Called Patio Playground, the app allows the headset wearer to virtually navigate a lakeside setting and select different outdoor furniture sets and other products from the Wayfair collection. The goal is to help consumers create their ideal backyard by allowing them to “place” virtual renderings of their physical furniture in a realesque world. We imagine the app works best for consumers whose backyards most closely resemble idyllic lakeside vistas.
The Playground Patio app comes care of Wayfair Next, the company’s in-house R&D department.
“At the end of the day, we’re trying to help our customers better visualize the product,” Wayfair’s Mike Festa noted in an interview earlier this year. Festa heads up Wayfair’s VR and AR team. A two-year veteran of the firm, he is an early adopter and developer of VR with a simple vision: get out ahead of where the market is inevitably going.
Wayfair is not alone in its virtual/augmented reality dabblings in retail — though as developing a complex app for Oculus Rift is not a cheap exercise, perhaps dabbling is putting it a bit lightly at this point. The hope is that, with properly directed virtual reality, eCommerce merchants can bridge that last gap between them and their physical retail counterparts — the ability to give consumers the feeling of directly interacting with the products. It is a standard that many retailers are looking for in the digital space – from home furnishings to fashion.
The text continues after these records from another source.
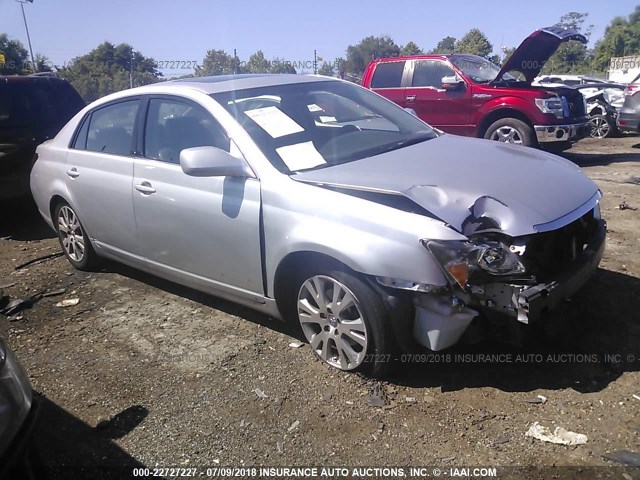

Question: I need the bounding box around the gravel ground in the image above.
[0,133,640,478]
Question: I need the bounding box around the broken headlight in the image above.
[422,239,525,288]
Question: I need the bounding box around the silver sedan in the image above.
[31,75,605,375]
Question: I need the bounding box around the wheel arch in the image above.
[476,108,533,138]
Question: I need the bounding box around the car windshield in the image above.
[212,80,437,173]
[449,55,516,83]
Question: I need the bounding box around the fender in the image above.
[472,95,535,136]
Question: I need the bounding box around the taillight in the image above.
[624,85,640,97]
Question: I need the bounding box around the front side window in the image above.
[85,99,140,155]
[212,81,437,173]
[371,62,404,88]
[411,60,456,89]
[144,98,229,163]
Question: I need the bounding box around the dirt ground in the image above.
[0,137,640,480]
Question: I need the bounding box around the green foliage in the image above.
[454,28,493,59]
[400,42,424,57]
[318,62,335,77]
[246,50,270,73]
[592,5,640,71]
[542,12,593,74]
[196,50,241,77]
[59,42,161,102]
[269,57,297,74]
[0,33,31,75]
[431,37,456,55]
[344,35,400,76]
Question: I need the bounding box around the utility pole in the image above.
[16,0,38,73]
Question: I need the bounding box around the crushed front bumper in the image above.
[484,220,607,324]
[533,121,591,143]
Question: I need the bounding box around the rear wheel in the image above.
[54,202,99,270]
[589,115,615,138]
[484,118,536,147]
[295,268,395,377]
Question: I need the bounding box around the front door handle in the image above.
[67,167,80,178]
[136,181,156,195]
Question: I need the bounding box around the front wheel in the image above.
[484,118,536,147]
[54,203,99,270]
[296,269,394,377]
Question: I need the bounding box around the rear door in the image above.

Sure, a customer can like a dress on Amazon, but they can’t try it on, which is a limit since an item of clothing is only as valuable as its actual fit in real life. Similarly, that wrought iron patio set might have looked like the height of chin in a store – but putting it out on the deck is where the rubber hits the road, design-wise. In the world of home decoration, it can look fine in a perfectly curated image; however, what something will look like when hanging in an actual room can often be a whole other story.
Patio Playground is a first step to closing that gap by giving users a feel for their items in a real-ish world setting. However, the effort — and the many early applications out there like it — still have to cross the almost equally important chasm of convincing consumers their items will actually look good in their own individual homes and gardens. Knowing how a patio set looks in Narnia is a neat feature, but knowing how it will look on the actual deck it is supposed to go on is arguably a more useful piece of information.
But it does not seem out of the realm of possibility that such functionality could be developed, and given the work the firm has already done on the WayfairView AR app, it seems fairly likely that such a jump may, in fact, be imminent. The virtual interior decoration app was developed for Oculus Rift before it was developed for a smartphone.
And if Wayfair can make it easy for consumers to virtually redesign their homes by wearing a headset for a little while, it might have found a killer use for those headsets after all.